BEEF CUTOUT: At midday Friday, the Choice cutout was $210.38 up $0.42 from Thursday and up $1.29 from last week. The Select cutout was $206.84 up $0.16 from Thursday and up $1.35 from a week ago. The Choice Select spread was $3.54compared to $3.60 two weeks ago.
November beef import and export quantities for November were released earlier this week. Beef and veal exports for November totaled 244.56 million pounds on a carcass weight basis. This is a decline of about 4 million pounds compared to October and 21.4 million pounds less than November 2018. On the import side, the United States imported 242.07 million pounds of beef in November which is 1.2 million more pounds than October and nearly 25 million more pounds than November 2018. These value changes seem like a lot of moving and shaking, but this market is just beginning to be moved. As of January 1, the tariff rate on U.S. beef exported to Japan declined from 38.5 percent to 26.6 percent with the enactment of the most recent trade agreement. This reduction in the tariff rate makes the U.S. more competitive with Australia as both countries will face the same declining tariff rate over the next several years. Another factor that should support exports of U.S. beef to Japan is the fires in Australia. Beef production there has been terribly disrupted and U.S. beef can fill the void.

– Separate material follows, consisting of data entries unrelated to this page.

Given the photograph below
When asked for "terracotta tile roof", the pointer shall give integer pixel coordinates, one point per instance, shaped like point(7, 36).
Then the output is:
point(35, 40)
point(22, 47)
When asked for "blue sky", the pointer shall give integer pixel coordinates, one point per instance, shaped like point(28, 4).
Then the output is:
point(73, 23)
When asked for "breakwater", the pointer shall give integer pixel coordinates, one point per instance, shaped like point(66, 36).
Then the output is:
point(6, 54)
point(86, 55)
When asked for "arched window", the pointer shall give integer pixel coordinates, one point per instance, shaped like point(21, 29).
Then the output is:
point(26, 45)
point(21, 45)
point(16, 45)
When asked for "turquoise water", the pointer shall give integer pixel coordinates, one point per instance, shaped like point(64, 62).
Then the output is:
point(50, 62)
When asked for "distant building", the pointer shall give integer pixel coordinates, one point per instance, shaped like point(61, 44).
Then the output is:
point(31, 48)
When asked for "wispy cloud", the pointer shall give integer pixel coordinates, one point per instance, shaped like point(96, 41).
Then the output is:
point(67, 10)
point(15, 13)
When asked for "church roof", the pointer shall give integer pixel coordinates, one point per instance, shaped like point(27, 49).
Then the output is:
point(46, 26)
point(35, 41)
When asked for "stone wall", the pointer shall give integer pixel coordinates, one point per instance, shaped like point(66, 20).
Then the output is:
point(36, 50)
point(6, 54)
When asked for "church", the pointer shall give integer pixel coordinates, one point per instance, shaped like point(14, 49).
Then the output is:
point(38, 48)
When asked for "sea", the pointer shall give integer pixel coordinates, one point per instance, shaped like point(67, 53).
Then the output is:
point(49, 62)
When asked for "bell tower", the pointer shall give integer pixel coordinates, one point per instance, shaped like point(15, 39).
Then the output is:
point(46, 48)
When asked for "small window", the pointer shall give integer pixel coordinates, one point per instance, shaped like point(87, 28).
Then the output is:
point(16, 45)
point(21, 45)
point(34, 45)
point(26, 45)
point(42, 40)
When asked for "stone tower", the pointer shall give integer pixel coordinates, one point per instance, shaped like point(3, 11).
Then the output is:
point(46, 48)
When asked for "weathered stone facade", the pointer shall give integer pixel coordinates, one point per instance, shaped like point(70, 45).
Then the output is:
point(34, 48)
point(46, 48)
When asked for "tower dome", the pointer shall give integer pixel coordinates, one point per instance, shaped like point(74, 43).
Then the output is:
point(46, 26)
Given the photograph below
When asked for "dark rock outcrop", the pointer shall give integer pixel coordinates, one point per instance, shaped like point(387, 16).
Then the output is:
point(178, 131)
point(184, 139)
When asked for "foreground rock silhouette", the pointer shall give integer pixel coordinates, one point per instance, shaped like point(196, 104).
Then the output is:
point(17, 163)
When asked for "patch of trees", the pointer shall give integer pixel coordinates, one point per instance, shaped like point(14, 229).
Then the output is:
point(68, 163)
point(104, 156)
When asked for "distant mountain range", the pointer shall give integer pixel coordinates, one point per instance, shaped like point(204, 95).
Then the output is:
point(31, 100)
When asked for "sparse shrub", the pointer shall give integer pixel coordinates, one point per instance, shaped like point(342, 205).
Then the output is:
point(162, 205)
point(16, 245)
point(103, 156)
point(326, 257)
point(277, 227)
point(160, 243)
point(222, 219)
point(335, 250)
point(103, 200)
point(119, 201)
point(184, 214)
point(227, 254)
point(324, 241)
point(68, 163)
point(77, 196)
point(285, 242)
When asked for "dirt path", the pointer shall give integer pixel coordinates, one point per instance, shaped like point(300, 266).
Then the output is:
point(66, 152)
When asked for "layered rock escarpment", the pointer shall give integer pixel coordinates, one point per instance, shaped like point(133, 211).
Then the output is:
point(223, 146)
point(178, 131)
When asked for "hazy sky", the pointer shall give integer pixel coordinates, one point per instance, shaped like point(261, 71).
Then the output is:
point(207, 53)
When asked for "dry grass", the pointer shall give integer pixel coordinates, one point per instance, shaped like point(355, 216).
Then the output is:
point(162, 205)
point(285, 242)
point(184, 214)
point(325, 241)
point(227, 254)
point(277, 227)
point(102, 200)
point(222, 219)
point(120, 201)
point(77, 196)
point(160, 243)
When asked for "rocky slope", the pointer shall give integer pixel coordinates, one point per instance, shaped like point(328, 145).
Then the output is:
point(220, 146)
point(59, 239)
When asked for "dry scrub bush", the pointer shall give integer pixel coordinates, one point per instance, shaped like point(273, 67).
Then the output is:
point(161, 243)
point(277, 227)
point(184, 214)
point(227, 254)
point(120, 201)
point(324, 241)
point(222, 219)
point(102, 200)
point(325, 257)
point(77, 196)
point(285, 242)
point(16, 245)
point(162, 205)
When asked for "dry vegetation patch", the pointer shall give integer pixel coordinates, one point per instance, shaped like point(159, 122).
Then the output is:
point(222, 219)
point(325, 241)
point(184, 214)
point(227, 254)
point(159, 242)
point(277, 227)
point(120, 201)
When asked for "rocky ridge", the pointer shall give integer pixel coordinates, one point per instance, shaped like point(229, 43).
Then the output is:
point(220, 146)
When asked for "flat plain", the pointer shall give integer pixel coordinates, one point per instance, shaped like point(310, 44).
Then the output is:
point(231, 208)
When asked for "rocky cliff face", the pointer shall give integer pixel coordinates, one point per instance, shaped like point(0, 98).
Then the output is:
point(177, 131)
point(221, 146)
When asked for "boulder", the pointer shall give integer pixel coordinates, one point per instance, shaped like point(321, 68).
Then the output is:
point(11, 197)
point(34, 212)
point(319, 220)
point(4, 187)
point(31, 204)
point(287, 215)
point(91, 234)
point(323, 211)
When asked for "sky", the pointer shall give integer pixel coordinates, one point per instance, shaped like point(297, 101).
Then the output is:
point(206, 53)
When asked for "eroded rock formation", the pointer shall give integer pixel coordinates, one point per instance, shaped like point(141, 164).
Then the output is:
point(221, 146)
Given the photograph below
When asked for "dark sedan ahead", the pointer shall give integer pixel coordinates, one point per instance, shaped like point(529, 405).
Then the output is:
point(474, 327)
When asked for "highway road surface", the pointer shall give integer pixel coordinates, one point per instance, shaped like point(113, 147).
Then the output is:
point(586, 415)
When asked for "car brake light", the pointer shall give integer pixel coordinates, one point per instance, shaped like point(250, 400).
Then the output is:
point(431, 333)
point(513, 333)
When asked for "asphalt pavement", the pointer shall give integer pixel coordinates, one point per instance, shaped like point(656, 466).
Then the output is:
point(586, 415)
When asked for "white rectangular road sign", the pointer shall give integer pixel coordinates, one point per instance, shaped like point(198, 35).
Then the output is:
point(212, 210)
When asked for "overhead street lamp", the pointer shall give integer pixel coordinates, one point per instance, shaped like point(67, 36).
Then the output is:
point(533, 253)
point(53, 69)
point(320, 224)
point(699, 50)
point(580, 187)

OUTLOOK: There are no price trends to report this week since no sales were reported in Tennessee last week. However, there are trends compared to the last week reported in December. Steer prices starting off 2020 were $4 to $6 higher than three weeks ago while heifer prices were $2 to $4 higher compared to the last report of 2019. Similarly, slaughter cow prices are $2 to $3 higher this week compared to three weeks ago while slaughter bull prices are $1 higher. Calf and feeder cattle markets have responded as expected with strong gains to start the year and the trend should continue moving through the next few months. This does not mean there will not be some up and down trading from week to week, but the bigger picture is for prices to continue pushing higher. Using this week’s 525 pound average steer price of $142 per hundredweight as a reference point, there is optimism of 525 pound steers reaching $160 come late March or early April. This is going to be a tall mountain to climb the next 10 to 12 weeks, but there is good chance the market has enough steam building to pull the hill. The greater optimism in this calf and feeder cattle market is the expectation that the summer and fall months of 2020 should be strong than those of 2019. These statements are not being shared to bring joy or happiness to cattle producers. These statements are being shared so cattle producers will begin looking at marketing opportunities and what the market is offering today. The futures market has strength right now, but there is no way to predict if something may shock the market and send it spiraling to the valley floor. For producers with cows that need to be marketed as slaughter cows, the advice is to keep holding them for now. The market should receive a strong boost in February or early March before starting a slower grind higher. Late February or March may be a good time to offload those cows that need to exit the breeding herd.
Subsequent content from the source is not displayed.